Can I bypass the motor overload relay temporarily to keep production running?+
No. Bypassing the motor overload relay removes the primary protection against motor winding damage from overcurrent. The overload relay tripped for a reason — overloaded motor, phase loss, or mechanical seizure — and bypassing it without identifying and correcting the root cause will either burn out the motor windings within minutes or seconds, or cause further mechanical damage if the element is seized. The cost of a replacement motor is far higher than the cost of a production delay while the fault is correctly diagnosed. If production continuity is critical, the correct approach is to investigate and rectify the fault, or to switch to a backup compressor if one is available.
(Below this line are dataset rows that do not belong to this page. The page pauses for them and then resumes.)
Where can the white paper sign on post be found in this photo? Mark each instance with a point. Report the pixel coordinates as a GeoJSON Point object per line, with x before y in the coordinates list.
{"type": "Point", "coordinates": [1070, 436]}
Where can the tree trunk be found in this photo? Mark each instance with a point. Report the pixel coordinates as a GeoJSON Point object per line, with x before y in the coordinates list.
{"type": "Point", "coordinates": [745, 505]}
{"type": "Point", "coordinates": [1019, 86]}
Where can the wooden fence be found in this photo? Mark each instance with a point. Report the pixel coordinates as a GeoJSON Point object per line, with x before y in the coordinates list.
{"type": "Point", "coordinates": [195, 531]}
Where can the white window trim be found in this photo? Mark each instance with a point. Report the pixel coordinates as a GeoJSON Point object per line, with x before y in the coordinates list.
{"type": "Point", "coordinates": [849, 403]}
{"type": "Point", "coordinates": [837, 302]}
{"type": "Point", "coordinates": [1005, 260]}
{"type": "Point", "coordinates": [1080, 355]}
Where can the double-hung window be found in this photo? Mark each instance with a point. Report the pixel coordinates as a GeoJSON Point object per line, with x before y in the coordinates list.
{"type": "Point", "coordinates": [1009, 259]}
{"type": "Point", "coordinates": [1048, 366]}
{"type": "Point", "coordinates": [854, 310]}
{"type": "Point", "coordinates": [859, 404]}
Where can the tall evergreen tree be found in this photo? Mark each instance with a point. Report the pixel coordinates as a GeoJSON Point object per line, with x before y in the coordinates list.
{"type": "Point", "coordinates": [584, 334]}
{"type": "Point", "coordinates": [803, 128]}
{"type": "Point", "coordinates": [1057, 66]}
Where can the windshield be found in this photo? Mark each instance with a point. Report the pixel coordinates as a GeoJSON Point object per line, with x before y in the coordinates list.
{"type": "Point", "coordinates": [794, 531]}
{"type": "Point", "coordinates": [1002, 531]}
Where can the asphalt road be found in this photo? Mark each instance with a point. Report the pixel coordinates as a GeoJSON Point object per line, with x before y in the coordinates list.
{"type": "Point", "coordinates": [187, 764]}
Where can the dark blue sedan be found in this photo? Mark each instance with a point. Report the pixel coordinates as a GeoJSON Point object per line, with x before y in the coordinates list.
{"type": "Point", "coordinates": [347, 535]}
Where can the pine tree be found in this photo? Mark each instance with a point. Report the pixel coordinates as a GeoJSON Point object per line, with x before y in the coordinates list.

Why won’t my compressor start in cold weather (below 5°C)?+
Many oil-free compressors have a low-temperature protection — a thermostat or temperature sensor that prevents start-up below a minimum ambient temperature (typically 2–5°C). This protection exists to prevent start-up when condensation in the system may have frozen, which could cause mechanical damage during attempted rotation. For water-lubricated compressors, sub-zero temperatures risk water freezing in the rotor chamber. Check the controller for a low-ambient-temperature fault code. Solutions: install a compressor room heater to maintain minimum temperature; use the controller’s pre-heat function if fitted; or insulate and heat the water circuit on water-lubricated units installed in outdoor or unheated locations.
The compressor is on a BMS or automated control system — could that be preventing it from starting?+
Yes — if the compressor is controlled by a building management system (BMS), SCADA, PLC, or remote automation system, a remote stop command or interlock condition from that system can prevent starting even when all local conditions are satisfied. Check the BMS/SCADA for remote stop commands, interlock states, or communication faults. If the compressor has a local/remote selector switch, switch to LOCAL and attempt a manual start from the compressor panel — if it starts in local mode but not under BMS control, the fault is in the BMS logic or the remote control circuit rather than the compressor itself.